Paris, à l’Odéon-théâtre de l’Europe, jusqu’au 19 février 2012
Prométhée enchaîné d’ Eschyle
Olivier Py achève son cycle tragique … et son mandat

Après une version intégrale de L’Orestie en 2008, puis la trilogie d’Eschyle, Les Sept contre Thèbes, Les Suppliantes, Les Perses, en 2011, présentée sous une forme concise et percutante (webthea, mai 2011), Olivier Py clôture son compagnonnage avec le tragédien grec. Comme pour sa trilogie, il a procédé à une réécriture brève et incisive en conservant le souffle farouche du verbe du poète.
La Trilogie s’inscrivait dans le cadre d’un “théâtre d’intervention ” avec un dispositif léger permettant une représentation dans de nombreux lieux publics hors des théâtres, cette nouvelle création marque un retour à une localisation plus traditionnelle. Aux Ateliers Berthier, si l’organisation bi-frontale a été maintenue, elle se situe dans un autre registre. L’envers d’un cadre de scène face au public a été reconstitué dans la scénographie de Pierre-André Weitz. Il ouvre sur dix rangs de fauteuils partiellement occupés par une table de travail du metteur en scène (tout un symbole), qui, tout autant que la scène étroite, constituent un espace de jeu pour les comédiens.
Dans cette référence appuyée au théâtre, prend place l’évocation du mythe de Prométhée (Prévoyant en grec) qui a dérobé le feu céleste pour en livrer l’usage aux humains, en provoquant la colère de Zeus alors au début de son règne. Pour le châtier, il le condamne à être enchaîné à un rocher par son forgeron de fils, Héphaïstos, accompagné des divinités (Kratos et Bia) Pouvoir et Force.

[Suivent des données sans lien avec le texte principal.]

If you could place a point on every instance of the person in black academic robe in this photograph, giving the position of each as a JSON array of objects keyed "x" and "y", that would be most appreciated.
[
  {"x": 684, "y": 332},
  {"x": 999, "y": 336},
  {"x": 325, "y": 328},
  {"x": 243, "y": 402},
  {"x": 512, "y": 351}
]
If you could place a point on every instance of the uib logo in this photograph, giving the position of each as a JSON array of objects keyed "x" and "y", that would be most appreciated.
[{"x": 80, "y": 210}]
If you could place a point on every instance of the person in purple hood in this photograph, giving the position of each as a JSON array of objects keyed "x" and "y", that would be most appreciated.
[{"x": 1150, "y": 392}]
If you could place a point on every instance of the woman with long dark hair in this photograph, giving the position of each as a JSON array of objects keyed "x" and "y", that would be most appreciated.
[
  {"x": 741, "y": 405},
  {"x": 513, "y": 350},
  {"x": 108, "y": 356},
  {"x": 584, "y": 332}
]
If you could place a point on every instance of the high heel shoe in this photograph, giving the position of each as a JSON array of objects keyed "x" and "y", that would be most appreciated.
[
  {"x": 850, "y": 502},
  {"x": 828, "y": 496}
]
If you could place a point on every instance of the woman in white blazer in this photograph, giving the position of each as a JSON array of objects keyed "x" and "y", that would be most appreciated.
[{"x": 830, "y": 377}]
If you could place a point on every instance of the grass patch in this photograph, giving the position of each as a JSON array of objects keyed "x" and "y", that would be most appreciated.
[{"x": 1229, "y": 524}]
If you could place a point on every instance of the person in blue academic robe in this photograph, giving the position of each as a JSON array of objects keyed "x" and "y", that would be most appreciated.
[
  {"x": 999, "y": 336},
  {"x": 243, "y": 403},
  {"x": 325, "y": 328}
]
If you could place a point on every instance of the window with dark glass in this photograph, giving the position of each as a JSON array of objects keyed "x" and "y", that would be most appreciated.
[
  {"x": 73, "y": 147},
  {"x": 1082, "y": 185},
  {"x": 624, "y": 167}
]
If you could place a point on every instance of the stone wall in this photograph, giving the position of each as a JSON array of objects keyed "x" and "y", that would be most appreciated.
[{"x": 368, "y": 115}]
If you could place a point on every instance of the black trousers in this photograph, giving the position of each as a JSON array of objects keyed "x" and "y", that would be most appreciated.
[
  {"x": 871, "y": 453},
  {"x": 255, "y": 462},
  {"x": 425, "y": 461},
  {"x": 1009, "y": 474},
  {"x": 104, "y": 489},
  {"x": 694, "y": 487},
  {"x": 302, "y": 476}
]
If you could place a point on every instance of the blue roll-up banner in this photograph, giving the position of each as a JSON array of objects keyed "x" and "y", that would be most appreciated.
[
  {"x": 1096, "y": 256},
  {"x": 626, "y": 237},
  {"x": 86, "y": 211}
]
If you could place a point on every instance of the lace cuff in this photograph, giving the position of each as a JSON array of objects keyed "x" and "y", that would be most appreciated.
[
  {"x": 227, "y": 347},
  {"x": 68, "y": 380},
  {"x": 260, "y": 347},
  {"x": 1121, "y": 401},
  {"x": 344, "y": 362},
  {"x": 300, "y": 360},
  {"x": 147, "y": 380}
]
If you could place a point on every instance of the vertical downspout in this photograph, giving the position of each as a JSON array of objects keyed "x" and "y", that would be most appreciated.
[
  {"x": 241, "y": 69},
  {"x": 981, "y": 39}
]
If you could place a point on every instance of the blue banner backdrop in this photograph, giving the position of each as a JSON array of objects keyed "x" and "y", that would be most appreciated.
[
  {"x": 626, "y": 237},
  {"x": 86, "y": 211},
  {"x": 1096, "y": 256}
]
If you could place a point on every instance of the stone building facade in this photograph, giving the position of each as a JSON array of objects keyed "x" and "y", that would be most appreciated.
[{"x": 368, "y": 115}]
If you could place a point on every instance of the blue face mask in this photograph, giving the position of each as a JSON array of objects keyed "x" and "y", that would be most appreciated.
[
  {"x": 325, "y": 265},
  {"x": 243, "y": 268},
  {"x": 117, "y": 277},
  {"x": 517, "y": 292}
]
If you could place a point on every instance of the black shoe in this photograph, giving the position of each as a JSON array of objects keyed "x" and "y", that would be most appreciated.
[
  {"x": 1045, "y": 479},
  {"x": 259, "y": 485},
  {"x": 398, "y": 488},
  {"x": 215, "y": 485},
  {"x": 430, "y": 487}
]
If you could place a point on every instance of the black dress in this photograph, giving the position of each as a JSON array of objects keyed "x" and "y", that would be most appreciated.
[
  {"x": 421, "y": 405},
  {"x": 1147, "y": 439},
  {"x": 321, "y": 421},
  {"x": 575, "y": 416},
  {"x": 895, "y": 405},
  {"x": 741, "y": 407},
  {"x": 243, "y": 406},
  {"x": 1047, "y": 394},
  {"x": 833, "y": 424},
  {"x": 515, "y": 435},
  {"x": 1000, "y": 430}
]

Une situation initiale qui engage à travers les fluctuations des rapports entre les différents personnages de la pièce une réflexion politique sur le pouvoir, la tyrannie et l’injustice, avec la nécessité de résistance qu’elle qu’en soit l’issue. Une vision pessimiste pour laquelle Olivier Py a imaginé un épilogue qui laisse aux humains une possibilité d’espoir en poursuivant leur combat pour la liberté.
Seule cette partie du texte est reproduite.